Even the guy who came up with it, a US govt. economist, Simon Kuznets, in 1937 in a report to Congress urged that it not be mistaken for a measure of wellbeing. His caution was quickly ignored and remains that way today. In the postwar world GDP served as the mainspring driving our obsession with perpetual, exponential growth.

It's more than a ridiculous pursuit. It's utterly mad. Yes I'm saying that Justin Trudeau, like the modern era leaders before him, is succumbing to an economic madness.

Let's put it this way, thank to a compound interest calculator. Year 1, a steady state economy of 1. Then you begin implementing growth policies of 3%. Year 2 would therefore be 103%. Year 3 would be 103 plus another 3%. 50 years of this would have grown your Year 1 economy 4.38 times. That's nearly 4.4 times as much production, as much consumption, as much waste.

By Year 100, your economy and associated activity has swelled by more than 19 times. 150 years of 3% annual growth and your economy has swelled by 84 times what it was in Year 1. Another 50 years, two centuries, and it's a plainly impossible 369 times larger. Your Year 1, $1 economy is not just over 369 times as big. That's 369 times as much production, 369 times as much consumption, 369 times as much waste and pollution. At Year 250 it's a staggering 1,600 times bigger. By the end of the third century, your economy is more than 7,000 fold the size it was in Year 1.

Now that might be okay in some circumstances, not that I can think of any. It is not, however, viable for a very finite, already heavily overburdened planet Earth. In terms of a biosphere such as our one and only it's the equivalent of an extremely aggressive malignancy.

It can't be that our prime minister is mathematically incompetent. It's just that he, like his predecessors, has chosen to ignore the road down which they're driving the herd and where it ends (just up ahead). If anything, he's stampeding us to the edge of that cliff and, well, he doesn't care.

I really hoped that Trudeau would be a new generation of leader, one who accepted where we were, where we were heading and how to change course. He's not that leader. He's discouragingly remarkably like Harper.

Hugh said...

Pumping dilbit all the way from Alberta to Burnaby uses a lot of electricity. New electricity in BC would come from things like the insane $10 billion Site C dam.

"The Site C project will result in the largest exclusion of land in the 40-year history of BC's Agricultural Land Reserve (ALR)."

Hugh said...

The 2017 BC Budget shows Total BC Provincial Debt growing at over 6% a year. Using the divide by 72 rule means this debt would double in 12 years. If you express alarm about growing debt you are told to look at the debt/GDP and debt/capita ratios. Since debt grows every year, as long as GDP and population grow every year, everything is ok.

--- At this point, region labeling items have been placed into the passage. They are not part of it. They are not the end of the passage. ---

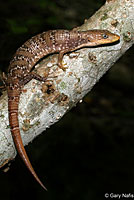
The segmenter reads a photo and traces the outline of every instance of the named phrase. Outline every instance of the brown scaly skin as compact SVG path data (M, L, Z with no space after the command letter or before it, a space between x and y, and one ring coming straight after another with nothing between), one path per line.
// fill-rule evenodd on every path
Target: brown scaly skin
M10 62L7 77L3 76L8 93L9 124L16 149L29 171L45 190L47 190L46 187L38 178L29 161L20 135L18 105L21 90L31 79L46 81L46 78L31 72L33 66L45 55L58 52L58 65L65 70L62 66L62 58L65 53L82 47L113 43L119 39L118 35L107 30L52 30L44 32L26 41L16 51Z

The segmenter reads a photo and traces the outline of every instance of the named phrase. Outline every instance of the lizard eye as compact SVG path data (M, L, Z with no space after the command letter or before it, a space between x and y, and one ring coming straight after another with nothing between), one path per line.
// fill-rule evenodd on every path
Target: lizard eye
M103 34L102 37L103 37L104 39L107 39L107 38L108 38L108 35Z

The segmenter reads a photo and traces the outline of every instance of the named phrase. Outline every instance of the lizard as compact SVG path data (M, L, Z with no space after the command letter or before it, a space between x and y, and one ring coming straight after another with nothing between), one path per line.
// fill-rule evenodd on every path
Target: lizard
M22 88L32 79L45 82L46 77L33 72L35 64L44 56L58 53L58 66L65 71L62 59L65 53L83 47L94 47L118 41L120 37L108 30L50 30L33 36L17 49L10 61L8 73L3 73L3 82L8 94L8 116L16 149L36 181L45 189L37 176L24 148L18 119L19 99Z

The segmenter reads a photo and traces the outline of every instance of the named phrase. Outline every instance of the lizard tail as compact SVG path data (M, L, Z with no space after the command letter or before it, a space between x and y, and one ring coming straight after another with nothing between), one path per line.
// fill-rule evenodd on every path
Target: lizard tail
M15 143L16 149L20 157L24 161L25 165L27 166L31 174L34 176L36 181L43 187L43 189L47 190L46 187L38 178L36 172L34 171L22 142L20 129L19 129L19 120L18 120L19 96L20 96L19 91L15 91L15 90L8 91L9 124L10 124L13 141Z

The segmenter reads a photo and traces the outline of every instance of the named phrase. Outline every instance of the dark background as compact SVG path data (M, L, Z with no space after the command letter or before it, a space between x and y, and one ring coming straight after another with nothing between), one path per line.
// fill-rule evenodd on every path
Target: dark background
M105 1L1 0L0 69L31 36L83 23ZM0 199L101 200L134 193L134 56L131 48L81 104L26 147L45 192L16 157L0 171Z

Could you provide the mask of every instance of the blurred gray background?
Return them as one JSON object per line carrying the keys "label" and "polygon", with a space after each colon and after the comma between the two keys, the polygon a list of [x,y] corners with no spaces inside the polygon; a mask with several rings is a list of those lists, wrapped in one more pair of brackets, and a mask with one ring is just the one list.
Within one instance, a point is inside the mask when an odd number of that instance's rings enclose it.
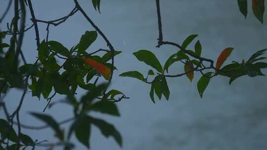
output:
{"label": "blurred gray background", "polygon": [[[242,77],[228,85],[228,78],[221,76],[211,80],[201,99],[196,87],[200,75],[195,74],[192,83],[186,76],[168,78],[171,91],[170,100],[164,98],[156,104],[149,98],[150,85],[131,78],[118,76],[129,71],[138,71],[144,75],[150,69],[138,62],[132,53],[141,49],[152,51],[162,64],[177,51],[176,47],[155,48],[158,37],[155,0],[106,0],[101,1],[99,14],[90,0],[79,0],[82,7],[107,36],[116,50],[123,53],[116,57],[111,88],[120,90],[131,97],[117,103],[120,117],[100,113],[91,115],[112,123],[123,137],[123,150],[266,150],[267,148],[267,82],[266,76]],[[221,52],[228,47],[234,47],[225,62],[247,60],[254,52],[267,48],[267,18],[262,25],[253,15],[249,2],[247,19],[239,12],[237,0],[161,0],[164,38],[181,43],[189,35],[198,34],[202,44],[202,56],[216,60]],[[250,0],[249,0],[250,1]],[[2,14],[8,0],[1,0]],[[72,0],[32,1],[38,19],[50,20],[65,16],[74,7]],[[28,7],[27,8],[28,8]],[[9,12],[0,25],[6,30],[11,20]],[[28,26],[32,24],[27,11]],[[39,24],[41,40],[46,36],[46,25]],[[70,48],[78,43],[86,31],[93,29],[80,12],[56,27],[50,26],[50,40],[59,41]],[[25,35],[22,50],[28,63],[33,63],[37,55],[33,28]],[[6,38],[8,39],[8,38]],[[196,41],[196,40],[195,41]],[[195,42],[194,41],[194,42]],[[193,48],[193,44],[190,46]],[[106,48],[98,36],[88,52]],[[175,64],[170,74],[182,72],[183,67]],[[266,70],[263,71],[267,74]],[[151,78],[150,78],[151,79]],[[79,90],[77,97],[84,91]],[[9,112],[17,107],[21,91],[11,91],[5,98]],[[55,102],[64,97],[57,95]],[[24,124],[37,126],[43,123],[28,114],[41,112],[46,104],[26,95],[20,117]],[[1,111],[0,117],[4,118]],[[47,109],[45,113],[61,121],[72,116],[72,110],[64,104]],[[68,124],[62,127],[67,131]],[[90,143],[91,150],[121,150],[113,139],[106,139],[93,127]],[[56,142],[50,129],[42,131],[22,129],[39,141]],[[85,150],[76,138],[75,150]],[[44,150],[37,148],[37,150]],[[55,148],[54,150],[61,150]]]}

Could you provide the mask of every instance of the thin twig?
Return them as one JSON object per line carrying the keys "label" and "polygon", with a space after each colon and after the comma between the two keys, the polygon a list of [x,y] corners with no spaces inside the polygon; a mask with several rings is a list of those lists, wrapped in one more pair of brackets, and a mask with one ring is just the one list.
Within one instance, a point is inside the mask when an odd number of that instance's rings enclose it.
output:
{"label": "thin twig", "polygon": [[30,12],[31,12],[31,15],[32,16],[32,21],[34,25],[34,29],[35,30],[36,45],[37,46],[37,49],[40,45],[40,38],[39,38],[39,30],[38,29],[38,25],[37,22],[36,22],[35,18],[35,15],[34,15],[34,11],[32,5],[32,1],[31,0],[28,0],[28,3],[29,4],[29,8],[30,8]]}
{"label": "thin twig", "polygon": [[8,10],[10,9],[10,6],[12,4],[12,0],[9,0],[9,2],[8,2],[8,4],[7,4],[7,7],[6,7],[6,9],[4,11],[4,13],[3,14],[3,15],[1,17],[1,19],[0,19],[0,24],[2,22],[2,21],[3,21],[3,19],[4,18],[4,17],[7,14],[7,12],[8,12]]}

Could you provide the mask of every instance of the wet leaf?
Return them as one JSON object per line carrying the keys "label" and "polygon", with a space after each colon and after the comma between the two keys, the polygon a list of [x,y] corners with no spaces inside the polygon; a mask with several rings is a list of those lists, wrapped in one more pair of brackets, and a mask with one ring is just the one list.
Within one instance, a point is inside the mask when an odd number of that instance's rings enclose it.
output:
{"label": "wet leaf", "polygon": [[223,50],[220,55],[216,63],[216,68],[220,69],[226,59],[230,56],[233,48],[228,47]]}
{"label": "wet leaf", "polygon": [[109,80],[110,78],[111,72],[110,69],[107,68],[107,66],[91,59],[84,57],[83,60],[97,71],[105,79]]}
{"label": "wet leaf", "polygon": [[152,52],[147,50],[140,50],[133,53],[139,61],[144,62],[155,68],[159,72],[162,73],[162,67],[159,60]]}

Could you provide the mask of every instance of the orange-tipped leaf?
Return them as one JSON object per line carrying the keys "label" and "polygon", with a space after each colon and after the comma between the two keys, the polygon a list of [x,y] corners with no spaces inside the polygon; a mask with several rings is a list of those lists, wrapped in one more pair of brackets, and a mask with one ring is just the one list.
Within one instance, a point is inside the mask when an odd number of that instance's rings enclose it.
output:
{"label": "orange-tipped leaf", "polygon": [[87,63],[94,68],[105,79],[109,80],[110,78],[111,72],[107,66],[91,59],[84,57],[82,59]]}
{"label": "orange-tipped leaf", "polygon": [[184,64],[184,72],[188,73],[186,75],[190,82],[192,82],[194,78],[194,66],[191,62],[188,62]]}
{"label": "orange-tipped leaf", "polygon": [[220,69],[222,64],[225,61],[227,58],[230,56],[231,53],[233,50],[233,48],[228,47],[223,50],[221,54],[220,55],[218,59],[217,59],[217,62],[216,63],[216,68]]}

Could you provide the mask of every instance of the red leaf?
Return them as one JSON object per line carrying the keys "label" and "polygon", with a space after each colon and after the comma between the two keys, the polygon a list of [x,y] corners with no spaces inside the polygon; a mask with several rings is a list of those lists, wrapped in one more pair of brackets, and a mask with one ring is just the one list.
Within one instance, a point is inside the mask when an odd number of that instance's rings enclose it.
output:
{"label": "red leaf", "polygon": [[191,62],[189,62],[184,64],[184,72],[189,72],[187,73],[186,75],[190,79],[190,82],[192,82],[194,78],[194,66]]}
{"label": "red leaf", "polygon": [[231,53],[233,50],[233,48],[228,47],[223,50],[221,55],[220,55],[218,59],[217,59],[217,62],[216,63],[216,68],[220,69],[222,64],[226,60],[227,58],[230,56]]}
{"label": "red leaf", "polygon": [[111,72],[110,69],[102,64],[99,63],[91,59],[83,58],[84,61],[94,68],[106,80],[110,78]]}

You eventually run into a wall called 'reality'. You then need to find a new planet earth.

See p. 140

Toby said...

"You eventually run into a wall called 'reality'. You then need to find a new planet earth."

But at your 6% per year growth then the new earth would only suffice for 12 years.

Hugh said...

Tourism, for example. It runs on fossil fuels: airplanes, cruise ships, cars, trucks, buses, motorboats, motorcycles, ATVs, skidoos, trains.

Do we hear govt saying they'll reduce tourism?